Improvisation

by Andrew Gordon Middleton

The meaning of the word ‘essay’ has a very different sense today than it did when Michel Montaigne first used it to describe his writing exercises. This is unfortunate but not so surprising. History has a tendency to clean up the edges. According to the Oxford American Dictionary the word still includes the original meaning: (formal) an attempt or effort. But then this is a dictionary and we don’t really expect it to reflect any normal usage. If you told your friend you were writing an essay today he is unlikely to rat you out. Your mother would hardly discourage your involvement in this doubtful enterprise.

An essay to M. Montaigne may not have been a dangerous art form but neither then was it a sure bet. It was an attempt whatever that meant to him or to you. This might mean to us that it is something that doesn’t have to have the codified form schoolchildren learn and learn to hate. It might also mean that it can fail horribly, not just fail in some mildly insipid way. Of course mild and insipid is not forbidden in any sense of the word as I understand it but then I am perhaps biased away from trying towards these traits. Exciting doesn’t have to be eXciTing! but then one might hope it is not insipid. At least not in any terribly uninteresting way.

All of the preceding musing is inspired by a workshop I attended this afternoon at the Casa del Popolo as a part of their Suoni per il Popolo festival. Ken Vandermark and Paal Nilssen-Love had agreed to talk about their approach to improvising and music in general. Their comments were very interesting for me. Vandermark said that he would rather play with people who were interested in pushing themselves, trying something new and willing to risk failure, a train wreck as he said. And when you get on stage without preset songs you do risk failure (and they laughed and remembered some train wrecks they’d inflicted on people). This has always supposed to have been one of the exciting things about live improvisation but even this is something of a chestnut. Poetry is inspiring. Moving pictures are romantic or sometimes funny. He made the comment that often he finds it very interesting to listen to some of the (in his example) jazz greats before they found their voice. At this point in their career they are experimenting and messing around (if these aren’t the same thing) and trying to find who they are without knowing who they are (if this statement isn’t pure drivel and repetition)

There is something about history that doesn’t abide such deviance. How do we know if we have a Rembrandt in our vault or a fake? Well we look at his brushstrokes and we compare these with accepted works; we look at his subject matter and decide if this was someone he would’ve painted. We compare the uncertain with the known. We try to limit the unknown to the known. So we make up rules after the fact about how Rembrandt would or would’ve painted. Maybe we need to agree on how he painted so we can satisfy some insecurity we have about whether or not to like the painting in question or to pay ten million dollars for it. Perhaps it comes down to a question of simple practicality. We perhaps shouldn’t like all paintings out there and certainly should not agree to pay ten million dollars for them all. But what about the times when he was experimenting late night at his studio and he held his brush in his other hand? These are interesting aren’t they? Maybe they were failures but isn’t failure sometimes more interesting than a sure thing? It certainly sounds more exciting to me.

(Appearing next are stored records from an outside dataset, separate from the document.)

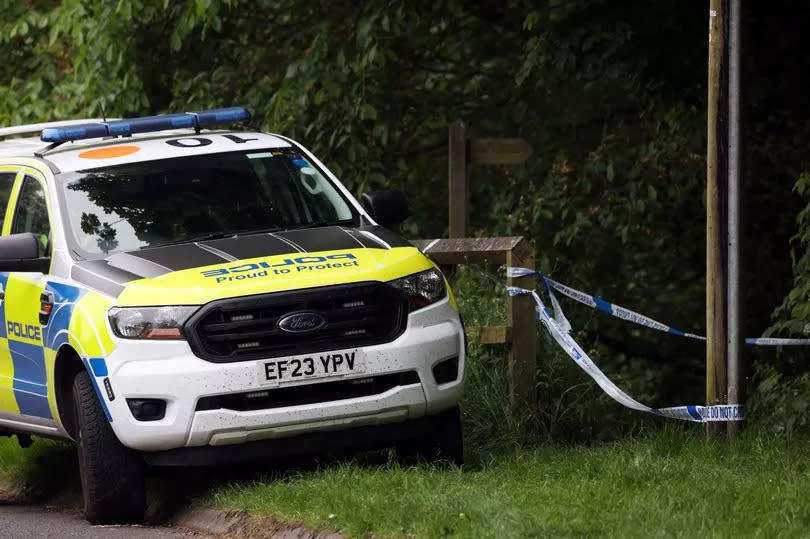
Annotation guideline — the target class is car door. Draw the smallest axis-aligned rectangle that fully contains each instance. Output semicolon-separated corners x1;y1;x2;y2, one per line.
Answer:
0;168;20;418
0;174;53;420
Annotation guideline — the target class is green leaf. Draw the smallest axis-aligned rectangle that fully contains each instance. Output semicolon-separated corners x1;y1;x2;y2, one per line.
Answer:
360;103;377;120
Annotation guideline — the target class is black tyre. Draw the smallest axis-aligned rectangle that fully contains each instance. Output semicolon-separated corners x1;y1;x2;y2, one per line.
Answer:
396;406;464;466
73;371;146;524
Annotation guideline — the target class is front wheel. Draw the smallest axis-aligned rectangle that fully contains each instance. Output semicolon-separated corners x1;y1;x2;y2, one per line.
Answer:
396;406;464;466
73;371;146;524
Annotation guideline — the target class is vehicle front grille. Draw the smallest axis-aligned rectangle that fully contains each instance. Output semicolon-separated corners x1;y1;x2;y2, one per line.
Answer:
197;371;419;412
185;282;408;362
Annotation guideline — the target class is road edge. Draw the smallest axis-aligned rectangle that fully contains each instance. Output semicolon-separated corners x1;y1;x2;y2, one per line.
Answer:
165;506;343;539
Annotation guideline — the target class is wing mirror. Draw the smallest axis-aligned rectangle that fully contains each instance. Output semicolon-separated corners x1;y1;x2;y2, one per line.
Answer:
0;232;51;273
360;189;408;228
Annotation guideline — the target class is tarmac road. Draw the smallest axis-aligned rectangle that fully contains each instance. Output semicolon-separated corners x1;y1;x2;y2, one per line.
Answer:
0;505;200;539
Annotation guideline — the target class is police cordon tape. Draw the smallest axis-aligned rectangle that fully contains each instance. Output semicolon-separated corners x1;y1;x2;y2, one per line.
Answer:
506;266;810;346
498;267;745;423
506;280;744;423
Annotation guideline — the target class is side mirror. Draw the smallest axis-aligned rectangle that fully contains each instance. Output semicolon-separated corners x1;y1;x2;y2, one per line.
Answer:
0;232;51;273
360;189;408;228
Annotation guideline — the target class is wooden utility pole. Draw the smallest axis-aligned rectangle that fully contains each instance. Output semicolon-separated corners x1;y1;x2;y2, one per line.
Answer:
728;0;745;436
448;120;470;238
706;0;729;438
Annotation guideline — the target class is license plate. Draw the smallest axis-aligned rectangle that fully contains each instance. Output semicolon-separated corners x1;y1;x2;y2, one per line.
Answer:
259;350;365;384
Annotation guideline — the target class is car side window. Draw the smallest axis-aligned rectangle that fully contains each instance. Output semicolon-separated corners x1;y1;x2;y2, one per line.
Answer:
11;176;51;256
0;172;17;226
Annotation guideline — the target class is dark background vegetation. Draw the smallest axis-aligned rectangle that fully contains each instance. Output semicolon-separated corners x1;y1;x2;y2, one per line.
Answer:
0;0;810;443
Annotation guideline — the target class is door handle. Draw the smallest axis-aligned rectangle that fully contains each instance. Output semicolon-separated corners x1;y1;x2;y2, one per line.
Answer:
39;290;53;326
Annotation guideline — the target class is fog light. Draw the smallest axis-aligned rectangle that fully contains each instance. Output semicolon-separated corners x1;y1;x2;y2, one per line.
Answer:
127;399;166;421
433;357;458;384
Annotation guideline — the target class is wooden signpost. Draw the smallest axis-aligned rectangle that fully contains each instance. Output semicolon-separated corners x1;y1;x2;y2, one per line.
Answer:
448;120;533;238
411;237;537;413
422;125;537;413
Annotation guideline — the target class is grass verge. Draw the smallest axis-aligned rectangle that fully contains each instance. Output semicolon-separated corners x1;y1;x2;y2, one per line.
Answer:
0;436;76;497
205;428;810;537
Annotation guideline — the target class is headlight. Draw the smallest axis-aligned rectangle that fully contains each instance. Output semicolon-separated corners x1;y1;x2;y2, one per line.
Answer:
389;269;446;311
107;306;198;339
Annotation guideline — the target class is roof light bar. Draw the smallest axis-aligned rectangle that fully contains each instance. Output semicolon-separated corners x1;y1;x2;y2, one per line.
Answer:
39;107;250;143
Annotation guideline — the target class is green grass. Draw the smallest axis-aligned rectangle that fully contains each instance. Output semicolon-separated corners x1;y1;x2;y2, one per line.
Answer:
0;437;76;493
206;427;810;537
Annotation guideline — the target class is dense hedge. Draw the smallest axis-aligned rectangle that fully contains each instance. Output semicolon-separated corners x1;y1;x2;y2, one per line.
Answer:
0;0;810;438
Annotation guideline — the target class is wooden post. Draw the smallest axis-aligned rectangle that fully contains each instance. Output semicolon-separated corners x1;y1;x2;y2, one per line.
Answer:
506;241;537;415
448;120;470;238
411;237;538;415
706;0;728;438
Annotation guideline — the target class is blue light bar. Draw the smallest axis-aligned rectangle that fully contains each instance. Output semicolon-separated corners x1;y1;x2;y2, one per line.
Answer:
39;107;250;143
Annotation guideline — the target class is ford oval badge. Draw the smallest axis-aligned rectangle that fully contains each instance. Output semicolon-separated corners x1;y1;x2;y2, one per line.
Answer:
278;311;326;333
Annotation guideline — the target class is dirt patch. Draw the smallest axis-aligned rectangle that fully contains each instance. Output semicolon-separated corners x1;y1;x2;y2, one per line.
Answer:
170;507;343;539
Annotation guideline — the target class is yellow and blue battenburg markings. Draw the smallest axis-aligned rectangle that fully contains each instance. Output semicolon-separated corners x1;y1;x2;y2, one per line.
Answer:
0;273;112;420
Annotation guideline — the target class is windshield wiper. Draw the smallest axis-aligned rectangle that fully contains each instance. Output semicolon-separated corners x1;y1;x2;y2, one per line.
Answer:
138;232;236;249
139;219;354;249
284;219;354;231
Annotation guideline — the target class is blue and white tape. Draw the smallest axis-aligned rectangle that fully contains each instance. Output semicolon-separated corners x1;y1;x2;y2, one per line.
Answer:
506;267;810;346
507;284;744;423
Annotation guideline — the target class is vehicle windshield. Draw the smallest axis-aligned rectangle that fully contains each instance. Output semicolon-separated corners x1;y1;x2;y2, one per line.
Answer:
60;148;358;258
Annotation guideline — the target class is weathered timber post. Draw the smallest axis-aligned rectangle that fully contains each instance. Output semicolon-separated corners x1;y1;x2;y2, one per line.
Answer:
706;0;728;438
447;120;470;242
506;242;537;410
447;120;534;242
411;237;537;413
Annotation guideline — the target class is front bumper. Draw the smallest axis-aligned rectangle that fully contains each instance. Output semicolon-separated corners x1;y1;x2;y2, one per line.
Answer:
104;298;465;452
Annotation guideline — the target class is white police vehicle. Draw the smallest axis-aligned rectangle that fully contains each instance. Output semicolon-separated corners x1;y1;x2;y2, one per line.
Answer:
0;108;465;523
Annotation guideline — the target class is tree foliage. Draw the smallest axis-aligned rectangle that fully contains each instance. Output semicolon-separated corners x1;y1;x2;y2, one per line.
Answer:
0;0;810;430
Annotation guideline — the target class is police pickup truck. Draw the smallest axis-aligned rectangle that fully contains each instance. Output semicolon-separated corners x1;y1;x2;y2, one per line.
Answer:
0;108;465;523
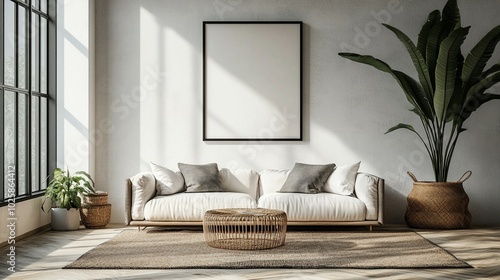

So is history designed in some ridiculous way to miss the point, to miss the real action, to miss the history? So-called Classical music is much maligned on this point. People see the men in dark suits anxiously trying to interpret what the strange comments on the score could mean to them. Our understanding of what baroque music sounded like is not unlike our understanding of what dinosaurs looked like. We have clues and we have suppositions. We have ideas! Yeah, well. We haven’t really got a clue. We may understand the instruments and the notation (be that what it may) but we certainly don’t understand the jazz they had at the time. They didn’t believe future generations would be interested in their music. They thought we’d have our own music after all. What they left us is what we would today call fake books. They improvised the bass line and embellished the vocal line (so we hear) to the point that we have as much idea of what they played as if we only left behind our fake books so people would understand Miles Davis or John Coltrane.

But then our music schools can certainly teach you to play Coltrane’s changes. They can tell you what Charlie Parker did. We can tell a real Rembrandt from a fake. We can tell you the correct way to play Beethoven. They can certainly make Beethoven safe and boring. We can tell you how to write an essay too. It has a very clear structure, a topic even a topic sentence—often called a thesis for those who like to keep up on their jargon. It has a beginning, a middle and an end. Like history. . . . Which is to say it has a point. Unlike history. And never minding history, it can fail. Most unlike history it is most interesting because failure is an important option. It makes us try. Maybe that sounds better in French.